Yossy, You've mentioned that for the B737-500 "Reduced Climb thrust will get better fuel mileages". It would seem that for this engine best TSFC occurs at MCR, and whilst MCL will give an obviously better performance, MCR in combination with optimum range climb speed will give you the best ANMPK, in short a long term cruise-climb. The obvious disadvantage is that at medium and high levels, climb performance is weaker than most pilots like to see. Our company faced a lot of pilot resistance to this when we introduced the A340. Sector length will have a large bearing on this, on a long sector, go for it. On a short sector, shallower climb and longer climb distance will mean being 'stuck' with lower than optimum cruise levels, which may well negate any advantages gained in a fuel economical climb.

Wino, you make good points, every word you say in respect of Derated thrust and Reduced Thrust holds good in respect of fuel inneficiency and prolonged engine life. The other side of the Derate coin is that, in allowing lower V1s, in about 20% of our operations, we can lift greater payload on shorter accelerate-stop limited runways. Thus, when we start talking of economics, whilst reduced engine maintenance costs are advantageous, the benefit of carrying several Tonnes more passengers and freight cannot be ignored, and commercially, negate the inneficiencies of increased fuel use.

POL.777, Thrust is thrust is thrust, no matter how you obtain a particular desired thrust, be it Assumed Temp (Flex) against Full thrust or Derated thrust, Wino's arguments about maintenance costs, reduced efficiency, increased safety hold good. Bear in mind though, my remarks regarding commercial advantage, where we might invent a new term in lieu of TSFC - PSFC - Payload Specific Fuel Consumption.

ECJ, Reduced Power / Torque will certainly reduce engine fatigue, and therefore maintenance costs, but fuel specifics will really depend on the type of engine.
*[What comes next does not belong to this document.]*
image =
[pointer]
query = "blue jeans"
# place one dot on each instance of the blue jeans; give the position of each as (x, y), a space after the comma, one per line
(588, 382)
You will see very different fuel specifics for constant speed engines, free turbine engines, variable speed engines, or God forbid!, does it use Water Methanol. I did exhaustive performance analysis and flight testing on a constant speed turbine aircraft about 20 years ago, and the results, apart from reduced maintainance costs, were inconclusive.

As a footnote to the unconvinced, I once worked for an airline that strongly resisted reduced thrust on the principal of reduced safety due to reduced performance. The opposition airline, using the same aircraft and engines, heavily and strenuously advocated it's use. Our rate of engine failure and unscheduled engine change was 2.4 times that of the opposition. I rest my case.

P.S. Sorry Wino, I think we were posting at the same time. I think we said the same thing anyway.

Cheers,

Smokey

blackmail
24th Sep 2004, 21:03
hello everybody,

derating an engine & assumed temp method are effectively used to save on engine life duration, so you save money.

it all boils down at finding the lowest allowable t/o rpm=t/o n1, which saves the most wear & tear on the engines, which equals to money in the bank.

leaving the engine at 23.5k(b734) & assuming a very high temp approx. 60c for example will most probably produce a lower t/o n1 than derating & then assuming a possible temp of only 49c eg.

fuel considerations are of less importance in this case, although you will have a reduced climb thrust & reduced fuel flow as well.